140 Views Asked by At

I understand parse tree is used to describe a derive process of a context-free grammar $G=<V_N,V_T,P,S>$.

Thus in my point of view, it is a rooted tree $R=<V,E>$ with some kind of mapping of $f:V\to(V_N\cup V_T)$.

Furthermore, it also need to express the order of the produced string, so there must be an order relation $\prec$ on node of the tree $V$ .

Thus in my point of view, the parse tree need to be defined as $T=<V,E,f,\prec>$

But I would like to know how to precisely define each of the element within them. And furthermore, how to define the equality of 2 trees.

Because if the equality of tree is not formally defined, the ambiguity of a grammar cannot be defined.

Thanks a lot!

1

There are 1 best solutions below

0
On BEST ANSWER

There are some precise formulations of ordered rooted trees on Wikipedia. The first formalism proposed in that article defines

An ordered tree is a structure $(X, ≤_V, ≤_S)$ where $X$ is a non-empty set of nodes and $≤_V$ and $≤_S$ are relations on $X$ called vertical… order and sibling order, respectively.

For a parse tree, as you say, it is necessary to restrict $X$ to being a finite set, and to add a third relation $f: X\to (V_N \cup V_T)$ in order to label the nodes of a parse tree.

I've left out of the above definition a large number of restrictions on the relations which are required for the structure to be a well-formed parse tree. In addition to the restrictions provided in the linked Wikipedia article, there is a restriction of the labels in order that every node correspond to some production in the grammar. None of these restrictions is crucial to the definition of equality.

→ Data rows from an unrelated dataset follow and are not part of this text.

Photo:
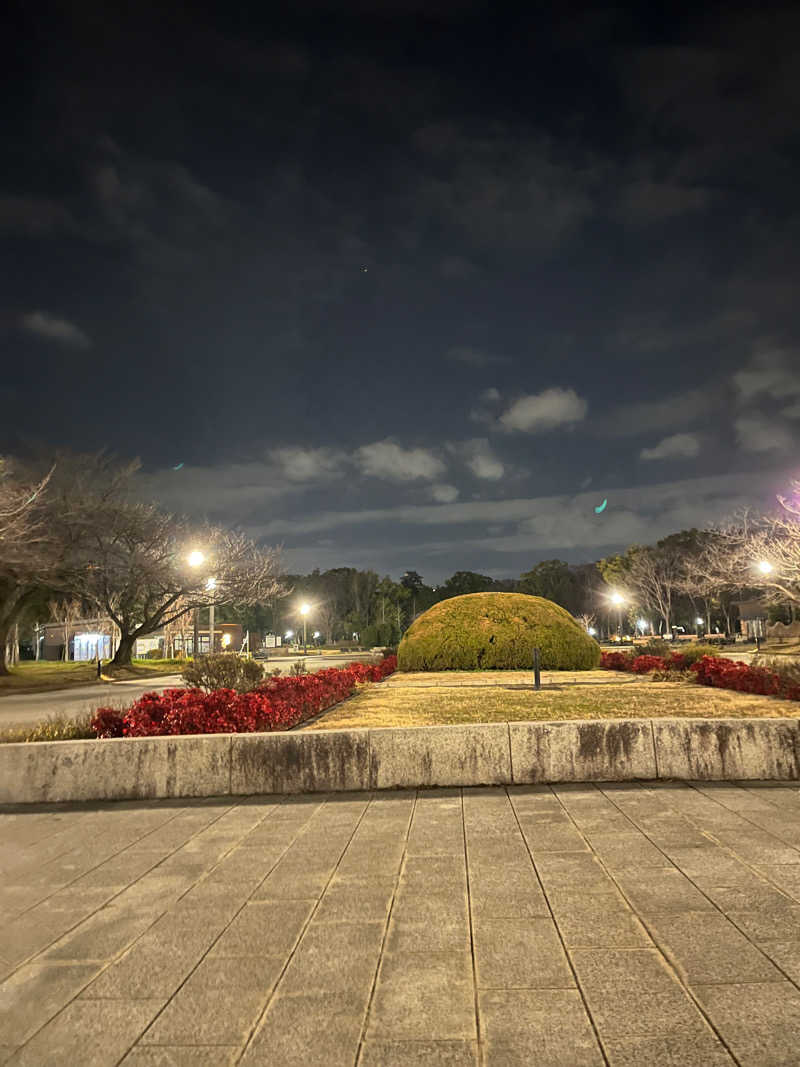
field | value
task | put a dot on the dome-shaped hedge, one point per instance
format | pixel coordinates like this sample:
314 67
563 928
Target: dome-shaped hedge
496 632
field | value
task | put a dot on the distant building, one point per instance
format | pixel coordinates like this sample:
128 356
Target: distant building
753 618
90 638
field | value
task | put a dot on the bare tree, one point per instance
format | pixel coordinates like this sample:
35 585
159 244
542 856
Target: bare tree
29 544
66 614
130 560
654 573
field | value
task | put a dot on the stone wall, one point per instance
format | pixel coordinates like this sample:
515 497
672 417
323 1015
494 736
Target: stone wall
500 753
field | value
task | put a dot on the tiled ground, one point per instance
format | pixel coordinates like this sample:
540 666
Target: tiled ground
566 925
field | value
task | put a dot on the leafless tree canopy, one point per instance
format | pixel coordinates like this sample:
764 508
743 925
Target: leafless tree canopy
80 530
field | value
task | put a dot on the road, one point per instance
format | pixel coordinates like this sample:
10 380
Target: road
27 709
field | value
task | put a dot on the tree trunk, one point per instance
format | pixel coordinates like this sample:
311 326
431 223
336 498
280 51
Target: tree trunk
3 651
124 651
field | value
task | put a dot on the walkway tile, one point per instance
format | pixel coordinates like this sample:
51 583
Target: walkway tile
219 1003
525 1026
760 1023
424 997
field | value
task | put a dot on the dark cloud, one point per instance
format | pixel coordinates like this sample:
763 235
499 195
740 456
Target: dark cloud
312 250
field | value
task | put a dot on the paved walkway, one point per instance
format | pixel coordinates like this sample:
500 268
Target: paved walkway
27 709
571 926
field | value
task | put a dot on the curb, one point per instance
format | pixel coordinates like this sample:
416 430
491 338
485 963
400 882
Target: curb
501 753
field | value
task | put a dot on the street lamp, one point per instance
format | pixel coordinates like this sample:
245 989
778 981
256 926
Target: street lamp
619 600
195 558
210 586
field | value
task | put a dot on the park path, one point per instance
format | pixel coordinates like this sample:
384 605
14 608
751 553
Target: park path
568 926
27 709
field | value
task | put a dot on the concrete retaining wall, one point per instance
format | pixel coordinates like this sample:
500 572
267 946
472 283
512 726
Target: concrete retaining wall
500 753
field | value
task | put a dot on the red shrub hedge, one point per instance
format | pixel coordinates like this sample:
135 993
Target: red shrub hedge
277 704
710 670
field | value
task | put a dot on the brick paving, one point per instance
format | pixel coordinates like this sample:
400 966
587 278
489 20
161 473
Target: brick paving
572 925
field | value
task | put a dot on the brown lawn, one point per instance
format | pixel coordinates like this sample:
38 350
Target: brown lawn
408 699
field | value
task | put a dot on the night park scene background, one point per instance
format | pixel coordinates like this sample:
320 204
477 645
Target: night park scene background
400 535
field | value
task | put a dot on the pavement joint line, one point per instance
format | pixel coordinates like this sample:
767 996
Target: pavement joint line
236 913
648 926
365 1023
127 948
555 921
95 868
254 1030
479 1046
754 870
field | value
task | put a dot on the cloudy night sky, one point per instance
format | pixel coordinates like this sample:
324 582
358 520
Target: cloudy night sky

With that in place, we can say that two parse trees $(X, ≤_V, ≤_S, f)$ and $(X', ≤'_V, ≤'_S, f')$ are equivalent if there is an isomorphism between $X$ and $X'$ which preserves all of the relations.

But that's not the way that grammatical ambiguity is general defined. It is generally defined in terms of leftmost derivations.

Recall that a derivation of the sentence $\alpha \in V_T^*$ is an ordered sequence $\omega_0\to\omega_1\to\omega_2\to...\to\omega_n$ where each $\omega_i \in(V_N\cup V_T)^*, \omega_0 = S, \omega_n = \alpha$ and each $\omega_i$ is produced from $\omega_{i-1}$ by replacing some symbol $A$ in $V_N$ found in $\omega_{i-1}$ with the right-hand side of a production $A\to\nu\in P$. A derivation is a leftmost derivation if, at each step, the replaced non-terminal is the first non-terminal in the sentential form. (The point of this restriction is that every parse tree corresponds to precisely one leftmost derivation, although it might correspond to a number of different derivations.)

For completeness, two derivations are equal if they are equal symbol-for-symbol.

Then a grammar is unambiguous if there is no sentence which can be derived with two different leftmost derivations.